Через несколько дней пришел новый приказ Каррека. В соответствии с ним все следственные дела (и обучение курсантов) передавались Риссену. Ему должны были помогать самые способные из учеников. Мне же предписывалось возглавить новые курсы по подготовке специалистов, которым предстояло наладить производство каллокаина в широких масштабах.
Я понимал, что это необходимо, и, с одной стороны, даже радовался возможности снова вернуться к химии. Но с другой – чувствовал некоторое раздражение и разочарование. Однако вот что произошло в дальнейшем.
Среди наших испытуемых все еще находился тот пожилой человек из секты умалишенных, о котором я уже упоминал и которого мы не успели допросить из-за отъезда в столицу. Потом он долго болел, и, когда выздоровел, меня как раз направили на вновь организованные курсы, то есть я уже не мог присутствовать при допросе. Жалость, которую я почувствовал по этому поводу, удивила и даже испугала меня. Я пытался понять, в чем тут дело. Может быть, я надеялся испытать нечто подобное тому, что при разговоре с женщиной из этой секты, которая произвела на меня столь глубокое впечатление, что меня вновь потянуло к тем же опасным ощущениям? Но мне самому не хотелось верить в такие унизительные мотивы. Прежде всего я должен был согласно приказу Каррека распутать этот клубок и узнать, что скрывалось за безумствами членов секты. Судя по интеллигентной внешности пожилого человека, он мог быть посвящен в тайны этой группы глубже, чем кто-либо другой.

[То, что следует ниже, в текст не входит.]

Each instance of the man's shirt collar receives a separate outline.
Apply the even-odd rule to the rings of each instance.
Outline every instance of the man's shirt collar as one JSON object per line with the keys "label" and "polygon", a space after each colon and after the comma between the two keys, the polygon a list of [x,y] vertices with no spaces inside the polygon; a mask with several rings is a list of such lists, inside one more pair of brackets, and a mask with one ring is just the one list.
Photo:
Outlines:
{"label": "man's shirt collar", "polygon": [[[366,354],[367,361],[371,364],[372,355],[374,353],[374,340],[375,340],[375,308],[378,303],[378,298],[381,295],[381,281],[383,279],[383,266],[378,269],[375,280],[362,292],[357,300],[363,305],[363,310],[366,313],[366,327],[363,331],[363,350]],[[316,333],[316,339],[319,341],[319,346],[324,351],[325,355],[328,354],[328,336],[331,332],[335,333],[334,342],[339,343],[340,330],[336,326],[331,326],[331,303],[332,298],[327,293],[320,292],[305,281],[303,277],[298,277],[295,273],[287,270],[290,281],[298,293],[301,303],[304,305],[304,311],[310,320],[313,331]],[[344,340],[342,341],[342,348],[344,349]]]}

Мне хотелось присутствовать на его допросе еще и потому, что я подозревал Риссена в тайной симпатии к нему. Таким образом, говорил я сам себе, мой интерес чисто негативного характера – точно так же, как интерес к Риссену. И я решил непременно выяснить все подробности этого дела.
– Если разрешите, я хотел бы узнать, проводилось ли следствие по делу того пожилого человека? – спросил я на другой день Риссена.
– Да, сегодня, – сухо ответил он.
– Ну и как? Выяснилось что-нибудь противозаконное?
– Его приговорили к каторжным работам.
– За что?
– Нашли, что он настроен враждебно к Империи.
Больше ничего я от него добиться не смог. Но можно было еще прочесть протокол допроса.
– А вот этого я не могу ни позволить, ни запретить, – сказал Риссен. – Это дело полиции.